In this paper, we introduce a new nonlocal modal hydrodynamic theory for fluid–structure interactions (FSI) of light, flexible cantilever beams and plates undergoing small amplitude vibrations in Newtonian, incompressible, viscous, heavy fluids otherwise at rest. For low aspect ratio flexible structures and high mode numbers, three dimensional (3D) and nonlocal fluid effects become prominent drivers of the coupled dynamics, to the point that existing local hydrodynamic theories based on two dimensional (2D) fluid approximations become inadequate to predict the system response. On the other hand, our approach is based on a rigorous, yet efficient, 3D treatment of the hydrodynamic loading on cantilevered thin structures. The off-line solution of the FSI problem results in the so-called nonlocal modal hydrodynamic function matrix, that is, the representation of the nonlocal hydrodynamic load operator on a basis formed by the structural modes.
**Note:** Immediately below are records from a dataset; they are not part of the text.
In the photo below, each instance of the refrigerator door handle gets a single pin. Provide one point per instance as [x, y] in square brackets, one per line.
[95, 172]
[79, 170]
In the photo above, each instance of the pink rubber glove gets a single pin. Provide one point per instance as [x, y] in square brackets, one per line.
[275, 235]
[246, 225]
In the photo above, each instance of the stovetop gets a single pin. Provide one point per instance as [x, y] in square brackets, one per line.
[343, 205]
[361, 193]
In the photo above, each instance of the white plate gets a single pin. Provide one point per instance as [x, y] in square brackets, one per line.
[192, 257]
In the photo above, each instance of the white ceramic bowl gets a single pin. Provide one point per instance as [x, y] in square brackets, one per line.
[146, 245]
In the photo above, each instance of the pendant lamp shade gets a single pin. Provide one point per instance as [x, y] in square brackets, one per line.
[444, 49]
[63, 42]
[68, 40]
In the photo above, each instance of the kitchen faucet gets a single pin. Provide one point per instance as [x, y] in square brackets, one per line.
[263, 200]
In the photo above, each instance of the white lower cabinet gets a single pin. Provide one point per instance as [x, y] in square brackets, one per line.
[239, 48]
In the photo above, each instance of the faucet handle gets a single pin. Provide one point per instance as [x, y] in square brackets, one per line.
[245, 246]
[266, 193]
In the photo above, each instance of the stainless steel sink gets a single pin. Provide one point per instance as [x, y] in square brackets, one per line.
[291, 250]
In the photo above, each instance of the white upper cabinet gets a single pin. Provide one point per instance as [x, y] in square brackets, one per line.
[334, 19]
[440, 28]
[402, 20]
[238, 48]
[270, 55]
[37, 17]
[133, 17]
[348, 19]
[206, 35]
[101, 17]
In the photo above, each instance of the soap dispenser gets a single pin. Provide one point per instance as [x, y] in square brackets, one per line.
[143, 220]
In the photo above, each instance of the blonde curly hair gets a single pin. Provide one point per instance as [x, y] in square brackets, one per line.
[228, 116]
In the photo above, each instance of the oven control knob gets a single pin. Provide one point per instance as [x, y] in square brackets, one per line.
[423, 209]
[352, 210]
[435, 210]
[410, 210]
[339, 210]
Our theory then integrates the nonlocal hydrodynamics within a fully coupled structural modal model in the frequency domain. We compare and discuss our theory predictions in terms of frequency response functions, mode shapes, hydrodynamic loads, quality factors, added mass ratios with the predictions of the classical local approaches, for different actuation scenarios, identifying the limitations of the hypotheses underlying existing treatments. Importantly, we also validate our new model with experiments conducted on flexible square plates. While computationally efficient, our fully coupled theory is exact up to numerical truncation and can bridge knowledge gaps in the design and analysis of FSI systems based on low aspect ratio flexible beams and plates.